Commercial Product Description

• Vials with 10mg/5mL, 50mg/25mL, 200mg/100mL. • Generic products available Vials with 10mg, 50mg, 150mg for reconstitution.

Pharmaceutical Considerations

Injection:
Adriamycin RDF: Doxorubicin powder (generic) may contain methyl paraben (to enhance dissolution) 1 mg/10 mg doxorubicin and lactose 5 mg/10 mg doxorubicin. Store at room temperature, protected from sunlight (eg, store in carton until use).
Adriamycin PFS:  2 mg/mL clear, red, preservative-free solution. Also contains hydrochloric acid to adjust pH. Store in refrigerator; protect from sunlight (eg, store in carton until use). Remains stable at room temperature for 7 days, however the manufacturer recommends discarding the unused portion of vials.
Reconstitute powder with NS to a final concentration of 2 mg/mL. Do not use bacteriostatic diluents; early experience with doxorubicin suggested that the use of diluents containing benzyl alcohol resulted in hypersensitivity reactions. Vials are under negative pressure.

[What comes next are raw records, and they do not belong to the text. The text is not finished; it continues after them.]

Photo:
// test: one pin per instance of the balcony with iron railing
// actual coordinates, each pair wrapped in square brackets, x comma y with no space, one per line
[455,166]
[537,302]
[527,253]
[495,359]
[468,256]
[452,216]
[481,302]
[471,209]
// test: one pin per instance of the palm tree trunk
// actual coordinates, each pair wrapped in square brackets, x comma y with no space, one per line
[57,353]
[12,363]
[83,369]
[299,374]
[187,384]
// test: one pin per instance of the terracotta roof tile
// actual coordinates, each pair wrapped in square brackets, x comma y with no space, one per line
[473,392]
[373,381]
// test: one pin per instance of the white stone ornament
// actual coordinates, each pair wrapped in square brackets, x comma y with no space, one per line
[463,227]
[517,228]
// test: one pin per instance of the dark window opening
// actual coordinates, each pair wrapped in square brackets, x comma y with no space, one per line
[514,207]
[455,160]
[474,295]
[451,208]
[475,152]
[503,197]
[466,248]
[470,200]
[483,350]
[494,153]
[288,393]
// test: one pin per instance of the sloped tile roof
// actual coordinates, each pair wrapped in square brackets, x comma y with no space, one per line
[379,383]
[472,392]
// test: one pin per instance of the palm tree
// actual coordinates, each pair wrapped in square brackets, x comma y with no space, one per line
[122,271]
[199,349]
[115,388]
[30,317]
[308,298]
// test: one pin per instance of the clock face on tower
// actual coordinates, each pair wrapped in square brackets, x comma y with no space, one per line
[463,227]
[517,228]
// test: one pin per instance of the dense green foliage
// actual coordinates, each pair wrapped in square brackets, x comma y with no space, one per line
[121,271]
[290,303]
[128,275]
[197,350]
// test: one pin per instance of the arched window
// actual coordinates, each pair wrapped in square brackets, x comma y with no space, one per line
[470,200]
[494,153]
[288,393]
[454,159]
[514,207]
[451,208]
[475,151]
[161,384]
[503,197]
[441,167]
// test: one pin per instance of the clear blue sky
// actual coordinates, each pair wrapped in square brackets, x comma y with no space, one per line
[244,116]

Reconstituted solution for injection:
Clear, red solution. A colour change from red to purple indicates decomposition and such discoloured solutions should be discarded. The reconstituted solution is stable for at least 24 hours at room temperature and 48 hours under refrigeration. Walker et al reported physical stability of 124 days at 4 and 23°C when a 2 mg/mL solution was stored in its original vial. They also reported physical stability for 124 days when 1 and 2 mg/mL solutions were stored in Terumo or Monoject syringes at 4 and 23°C. Solutions should be protected from direct light. Doxorubicin should not be stored in contact with aluminum but my be safely injected through an aluminum-hubbed needle.

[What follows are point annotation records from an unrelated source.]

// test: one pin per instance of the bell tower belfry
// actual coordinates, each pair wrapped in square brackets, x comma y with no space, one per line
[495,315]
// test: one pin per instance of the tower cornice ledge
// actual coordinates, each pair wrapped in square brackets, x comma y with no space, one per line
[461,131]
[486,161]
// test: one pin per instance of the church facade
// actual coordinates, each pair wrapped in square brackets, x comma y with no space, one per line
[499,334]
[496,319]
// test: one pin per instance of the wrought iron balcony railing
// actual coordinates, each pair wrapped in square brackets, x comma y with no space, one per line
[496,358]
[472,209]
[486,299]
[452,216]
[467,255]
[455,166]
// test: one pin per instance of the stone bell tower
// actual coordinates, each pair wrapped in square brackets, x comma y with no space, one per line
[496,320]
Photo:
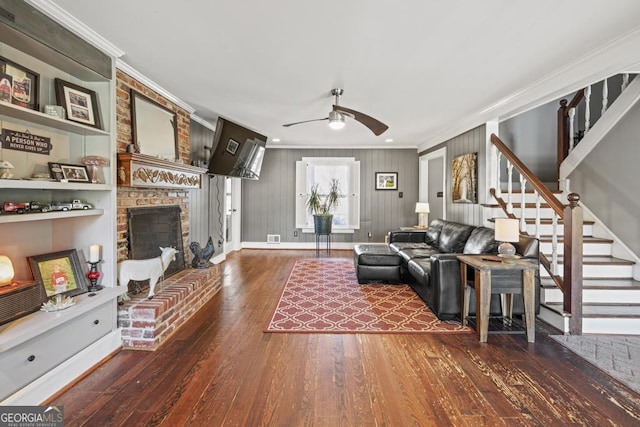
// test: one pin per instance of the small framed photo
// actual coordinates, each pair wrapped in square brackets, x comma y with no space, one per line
[71,173]
[59,272]
[81,104]
[232,146]
[386,180]
[24,84]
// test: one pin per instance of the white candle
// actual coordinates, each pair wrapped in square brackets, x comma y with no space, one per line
[94,253]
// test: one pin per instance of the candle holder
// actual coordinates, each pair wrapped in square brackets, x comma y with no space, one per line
[93,275]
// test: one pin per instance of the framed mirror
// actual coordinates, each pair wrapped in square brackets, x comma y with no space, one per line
[154,128]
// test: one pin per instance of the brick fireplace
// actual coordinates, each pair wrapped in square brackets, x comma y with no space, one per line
[148,323]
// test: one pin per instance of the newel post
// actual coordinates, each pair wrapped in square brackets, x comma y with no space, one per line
[572,280]
[563,143]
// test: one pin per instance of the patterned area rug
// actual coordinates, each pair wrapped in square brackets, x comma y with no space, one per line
[324,296]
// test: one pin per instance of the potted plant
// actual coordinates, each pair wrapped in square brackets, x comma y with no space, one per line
[320,205]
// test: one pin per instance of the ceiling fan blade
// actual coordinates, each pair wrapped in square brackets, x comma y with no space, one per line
[376,126]
[305,121]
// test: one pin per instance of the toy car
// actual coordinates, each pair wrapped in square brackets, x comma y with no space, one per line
[17,207]
[67,206]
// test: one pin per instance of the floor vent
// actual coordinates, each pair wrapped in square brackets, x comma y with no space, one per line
[273,238]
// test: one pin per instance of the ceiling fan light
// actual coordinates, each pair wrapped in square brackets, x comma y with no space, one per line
[336,120]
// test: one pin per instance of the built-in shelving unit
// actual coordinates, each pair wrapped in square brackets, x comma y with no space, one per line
[26,217]
[43,119]
[44,351]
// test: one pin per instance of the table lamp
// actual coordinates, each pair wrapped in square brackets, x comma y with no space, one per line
[507,230]
[422,208]
[6,270]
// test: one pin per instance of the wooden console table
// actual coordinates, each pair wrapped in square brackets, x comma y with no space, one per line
[483,265]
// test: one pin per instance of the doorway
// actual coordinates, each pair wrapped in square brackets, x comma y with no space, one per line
[433,182]
[232,217]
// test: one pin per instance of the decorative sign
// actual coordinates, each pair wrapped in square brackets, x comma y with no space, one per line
[25,141]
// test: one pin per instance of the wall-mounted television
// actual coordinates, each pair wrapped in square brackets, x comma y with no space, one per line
[236,151]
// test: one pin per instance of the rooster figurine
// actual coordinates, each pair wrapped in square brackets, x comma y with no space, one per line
[202,255]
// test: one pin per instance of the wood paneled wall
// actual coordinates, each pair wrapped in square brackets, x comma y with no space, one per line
[472,141]
[207,204]
[268,205]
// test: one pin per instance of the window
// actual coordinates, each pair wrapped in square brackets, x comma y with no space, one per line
[320,170]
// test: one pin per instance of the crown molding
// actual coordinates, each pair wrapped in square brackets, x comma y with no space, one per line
[128,69]
[203,122]
[616,56]
[63,17]
[389,146]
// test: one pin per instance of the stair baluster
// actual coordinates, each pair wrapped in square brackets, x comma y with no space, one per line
[498,186]
[572,116]
[509,187]
[605,96]
[523,184]
[572,281]
[538,214]
[554,244]
[587,109]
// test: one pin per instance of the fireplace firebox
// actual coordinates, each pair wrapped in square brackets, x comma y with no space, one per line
[153,227]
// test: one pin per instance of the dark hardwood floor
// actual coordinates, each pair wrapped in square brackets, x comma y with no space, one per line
[220,369]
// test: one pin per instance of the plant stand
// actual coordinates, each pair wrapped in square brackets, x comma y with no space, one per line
[322,226]
[319,241]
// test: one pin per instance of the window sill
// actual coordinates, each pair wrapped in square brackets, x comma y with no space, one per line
[334,230]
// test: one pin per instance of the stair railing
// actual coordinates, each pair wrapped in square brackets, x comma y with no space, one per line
[569,132]
[570,283]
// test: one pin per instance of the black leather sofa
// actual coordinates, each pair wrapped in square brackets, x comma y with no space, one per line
[431,267]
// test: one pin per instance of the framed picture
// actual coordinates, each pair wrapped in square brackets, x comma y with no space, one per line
[232,146]
[464,173]
[24,84]
[59,272]
[81,104]
[386,180]
[72,173]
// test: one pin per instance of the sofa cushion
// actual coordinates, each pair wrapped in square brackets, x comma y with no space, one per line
[481,241]
[401,246]
[433,232]
[378,255]
[408,254]
[453,237]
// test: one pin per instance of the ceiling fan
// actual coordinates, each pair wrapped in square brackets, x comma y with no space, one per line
[337,117]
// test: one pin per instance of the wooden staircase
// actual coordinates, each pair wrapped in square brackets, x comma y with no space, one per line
[610,295]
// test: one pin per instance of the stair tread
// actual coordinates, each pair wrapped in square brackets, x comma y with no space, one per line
[547,221]
[515,205]
[597,260]
[585,239]
[602,310]
[601,283]
[528,191]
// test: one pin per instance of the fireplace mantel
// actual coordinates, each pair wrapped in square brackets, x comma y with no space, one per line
[140,170]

Diluted solution for infusion:
Stable and compatible for at least 24 hours at room temperature in D5W, NS or lactated Ringer’s injection. Admixture of doxorubicin (1.4 mg/mL) plus vincristine (0.033 mg/mL) in NS or sodium chloride 0.45% and dextrose 2.5% injection are stable at least 4 days in PVC containers and Pharmacia cassettes at temperatures 37°C.
Compatible with ondansetron. Some mixtures with dacarbazine, vinblastine and vincristine are reported stable for at least 24 hours. It is recommended that doxorubicin not be mixed with other drugs. Incompatible with aminophylline, cephalothin, dexamethasone, diazepam, fluorouracil, furosemide, heparin and hydrocortisone.

Handling Risk Level

Pregnancy D/Carcinogen 2AKNOWN HAZARDOUS DRUG
FDA Pregnancy Risk Factor D
IARC Carcinogen Risk Group 2A (Probable Carcinogen)

  • This drug must be handled using precautions outlined in CCNS Policies for Occupational Safety, Preparing Cancer Chemotherapy and Administering Cancer Chemotherapy

Note

HANDLING RISK LEVEL:
HAZARD RISK LEVEL 1
FDA Pregnancy Risk Factor D
IARC Carcinogen Risk Group 2A (Probable Carcinogen)
• This drug must be handled using precautions outlined in CCNS Policies for Preparing Cancer Chemotherapy and Administering Cancer Chemotherapy
• Go to "Additional Information" tab (above) for links to CCNS Policies

Availability & Funding

Administrative Information (Nova Scotia)

• CCNS Provincial Formulary Status- Intermediate Level • Go to "Additional Information" tab (above) for links to Provincial Formulary of Cancer Drugs • Pharmacare Formulary Status- Formulary (red) NOTE: It is recommended to limit ordering of this medication to standard preprinted order forms, for patient safety.